Before using animal models, these vaccine developers use cell lines that are derived from human sources, which can conflict with some religious viewpoints. This has led to certain religious authorities explicitly saying that coronavirus vaccination is ethical to encourage members of the religions to consider getting vaccinated.
These two issues are inescapable for the comprehensive development and testing of life-saving medicines, but there's also the question of fair pricing of life-saving medicines.
On that note, AstraZeneca has committed to producing its coronavirus vaccine at cost during the pandemic. Additionally, it pledges not to profit from the vaccine's sale to developing countries even after the pandemic officially ends. While its shareholders may cringe at this choice, it's hard to argue that providing low-cost vaccines is anything other than a strong commitment to the public good.
You may need to be flexible when it comes to governance
In terms of their approach to ethical governance, the vaccine developers are a mixed bag. All three are suitably transparent with their investors, which is critical. Unfortunately, things get murkier when you look at how these companies intersect with politics.
ESG investors might be concerned about Pfizer and AstraZeneca's lobbying activities and massive monetary contributions to elected officials and political campaigns in the U.S. These donations ensure that issues like drug price regulation are handled in a way that favors their interests. In some cases, this means that the public doesn't get the regulations that would be the most beneficial for society.
Of course, these companies aren't alone, and their similarly sized competitors do exactly the same thing. You should decide for yourself whether lobbying is a dealbreaker for investment.
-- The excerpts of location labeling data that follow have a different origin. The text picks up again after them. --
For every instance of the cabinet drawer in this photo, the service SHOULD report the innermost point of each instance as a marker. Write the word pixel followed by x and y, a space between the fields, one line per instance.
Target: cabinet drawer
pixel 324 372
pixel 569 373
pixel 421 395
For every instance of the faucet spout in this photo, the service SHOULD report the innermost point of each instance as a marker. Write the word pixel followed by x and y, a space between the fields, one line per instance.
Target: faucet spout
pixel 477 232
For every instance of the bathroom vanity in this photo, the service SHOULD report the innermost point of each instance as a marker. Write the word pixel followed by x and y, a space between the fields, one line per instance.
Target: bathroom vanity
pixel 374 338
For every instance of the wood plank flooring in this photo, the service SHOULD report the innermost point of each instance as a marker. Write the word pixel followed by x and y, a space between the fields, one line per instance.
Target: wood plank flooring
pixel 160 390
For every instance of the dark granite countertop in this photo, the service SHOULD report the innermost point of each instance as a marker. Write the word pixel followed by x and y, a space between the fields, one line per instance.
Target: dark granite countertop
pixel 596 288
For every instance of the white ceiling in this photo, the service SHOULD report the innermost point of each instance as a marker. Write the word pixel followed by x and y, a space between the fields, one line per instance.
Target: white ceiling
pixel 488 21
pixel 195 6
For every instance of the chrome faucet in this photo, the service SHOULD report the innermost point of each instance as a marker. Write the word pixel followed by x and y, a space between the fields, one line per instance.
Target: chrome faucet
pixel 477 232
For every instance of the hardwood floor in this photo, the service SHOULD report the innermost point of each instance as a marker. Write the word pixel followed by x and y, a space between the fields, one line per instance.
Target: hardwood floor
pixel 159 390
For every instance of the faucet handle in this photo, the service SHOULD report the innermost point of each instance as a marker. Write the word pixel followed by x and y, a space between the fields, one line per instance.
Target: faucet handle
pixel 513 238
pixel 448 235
Don't be afraid to use your moral judgment
It's an added challenge to think about ESG issues when you're evaluating a stock, but it's a bonus to feel good about your portfolio's share of impact on the world. Using your moral values as your guide will help you hold onto your investments when the markets get rocky because you're more personally committed to the businesses. Further, ESG investing can actually increase your returns.
Personally, while I wouldn't pick these companies to include in a portfolio of ESG leaders, I also wouldn't hesitate to invest in them for ethical reasons. Making vaccines is a massive social good, and it's no secret that these companies make plenty of money in the process.